Fiat Justitia Да будет Справедливость 2

 2.MANU  MILITARI  NOVI.    
                Применяя  новую  силу  (лат.)
               
В  Москву  приехали  поздно,  где-то  часу  в  одиннадцатом.  Решили,  что  Саша  заночует  в  коммуналке  у  Лены,  которая  жила  недалеко  от  площади  трех  вокзалов    на  Спасской  улице.  Прошли  совсем  немного,  когда  Лена  сказала:
- Что-то  голова  кружится,  давай  присядем  в  скверике,  передохнем.
Через  дырку  в  заборе  они  пролезли  в  какой-то  заброшенный  сквер,    присели  на  скамейку.
-  Правда,  сегодня  было  здорово  там,  в  Сергиевом  Посаде? - устало и мечтательно спросила Лена.
Саша  давно  привык  к  ее  манере  разговаривать,  поэтому  ничего  не  ответил  на  ее  вопрос,  зная,  что  она  не  спрашивает,  а  утверждает. Он  был  счастлив,  что  доставил  ей  такое  незабываемое  удовольствие.
Еще  минут  пятнадцать  они  сидели  молча.  Снова  пошел  нудный  мелкий  дождик,  знакомый  им  со  вчерашнего  дня.
«Хорошо  еще,  что  утром  распогодилось,  и  мы  увидели,  как  сияют  купола  под  солнцем.  Видимо  Бог    пожалел  нас,  зная,  что  навряд  мы  приедем  туда  еще  раз»,  -  подумал  Саша  и  тут  же  услышал  за  спиной  хрипловатый  веселый  голос:
-  Смотри,  пацан,   какие голубки  на  нашу  лавочку  прилетели.  Прогоним?
Саша  обернулся,  но  в  темноте  увидел  лишь  два  расплывчатых  силуэта.
-  Зачем  прогонять?  -  ответил  голос  потоньше,  но  с  той  же  насмешливостью.  -  Может,  они  тоже  выпить  не  прочь.
-  Точно,  -  подтвердил  первый  голос,  -  а  после  банкета  мы,  быть  может,  больше  марухе  понравимся,  чем  ее  шкет.
Саша  хотел  встать,  но  тяжелая  рука  придавила  его  плечо.  Затем,  на  него  же  опершись,  мужик  перемахнул  через  спинку  скамейки  и  приземлился  рядом  с  Сашей.

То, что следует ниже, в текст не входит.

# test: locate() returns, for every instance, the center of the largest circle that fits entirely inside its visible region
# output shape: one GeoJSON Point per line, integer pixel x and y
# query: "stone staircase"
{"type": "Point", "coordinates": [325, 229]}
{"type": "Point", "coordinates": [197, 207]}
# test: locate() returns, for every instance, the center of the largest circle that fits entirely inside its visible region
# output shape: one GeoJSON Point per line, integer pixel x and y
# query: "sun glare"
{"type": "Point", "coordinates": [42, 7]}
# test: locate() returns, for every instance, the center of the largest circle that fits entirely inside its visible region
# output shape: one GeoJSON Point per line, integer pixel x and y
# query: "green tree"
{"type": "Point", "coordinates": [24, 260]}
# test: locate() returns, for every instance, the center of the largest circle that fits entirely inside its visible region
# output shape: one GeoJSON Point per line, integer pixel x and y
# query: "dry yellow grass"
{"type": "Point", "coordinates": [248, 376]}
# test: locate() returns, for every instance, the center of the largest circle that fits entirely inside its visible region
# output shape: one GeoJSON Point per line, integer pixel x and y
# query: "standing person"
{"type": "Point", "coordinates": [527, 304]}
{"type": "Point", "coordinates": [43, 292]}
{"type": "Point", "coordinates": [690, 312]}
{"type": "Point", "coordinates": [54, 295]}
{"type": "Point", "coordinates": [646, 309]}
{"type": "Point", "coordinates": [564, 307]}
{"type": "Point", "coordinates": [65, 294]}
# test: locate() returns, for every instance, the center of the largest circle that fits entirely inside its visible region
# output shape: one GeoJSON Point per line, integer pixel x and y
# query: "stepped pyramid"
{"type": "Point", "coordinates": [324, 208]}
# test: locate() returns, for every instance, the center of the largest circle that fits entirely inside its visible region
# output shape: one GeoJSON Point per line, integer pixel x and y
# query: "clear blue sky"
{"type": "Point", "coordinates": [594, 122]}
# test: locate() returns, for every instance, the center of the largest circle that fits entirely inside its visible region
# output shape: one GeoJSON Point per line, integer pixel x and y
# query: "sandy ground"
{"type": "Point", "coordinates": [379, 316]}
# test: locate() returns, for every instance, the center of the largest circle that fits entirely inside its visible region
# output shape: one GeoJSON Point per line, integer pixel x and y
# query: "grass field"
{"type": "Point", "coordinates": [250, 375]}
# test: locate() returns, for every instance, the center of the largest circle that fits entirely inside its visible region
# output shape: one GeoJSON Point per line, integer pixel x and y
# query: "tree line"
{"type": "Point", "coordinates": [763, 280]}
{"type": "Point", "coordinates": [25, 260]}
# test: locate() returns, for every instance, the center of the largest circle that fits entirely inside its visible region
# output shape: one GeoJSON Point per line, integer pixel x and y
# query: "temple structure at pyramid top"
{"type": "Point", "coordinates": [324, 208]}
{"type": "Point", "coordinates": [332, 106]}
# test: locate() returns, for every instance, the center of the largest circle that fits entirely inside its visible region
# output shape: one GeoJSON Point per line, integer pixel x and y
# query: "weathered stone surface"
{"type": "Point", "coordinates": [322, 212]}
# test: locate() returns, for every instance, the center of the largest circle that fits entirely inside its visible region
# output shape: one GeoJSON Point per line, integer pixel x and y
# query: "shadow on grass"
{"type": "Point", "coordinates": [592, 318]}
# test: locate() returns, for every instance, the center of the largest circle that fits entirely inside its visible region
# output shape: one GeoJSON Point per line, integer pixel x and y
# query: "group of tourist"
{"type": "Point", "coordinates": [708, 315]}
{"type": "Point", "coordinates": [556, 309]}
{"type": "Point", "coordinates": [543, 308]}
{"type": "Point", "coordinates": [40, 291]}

-  Давайте  знакомиться, - вполне  радушно  сказал   он,  -  меня  зовут  Вова.  А  вас?
Прежде  чем  ответить,  Саша  внимательно  взглянул  в  лицо  говорившего  и  понял,  что  они  с  Леной  зря  зашли  в     этот   скверик.     Рядом  ним  сидел  типичный  громила,  знакомый  ему  лишь  по  кинофильмам.  Причем  по кинофильмам,  посвященным  криминальному  прошлому  нашей  страны,  где-то в послевоенные  и  после-послевоенные  годы.    Кепочка,  надвинутая  на  узкий  лоб,  фиксатый  рот  в  вечной  ухмылке  и  маленькие  масляные  глазки,  сверлящие  собеседника,  как  буравчиком.
Несмотря  на  благожелательный  тон  вопроса,  Саша  уразумел,  что это  всего  лишь  игра,  прелюдия   глумления,  и  отвечать  на  него  не  стал.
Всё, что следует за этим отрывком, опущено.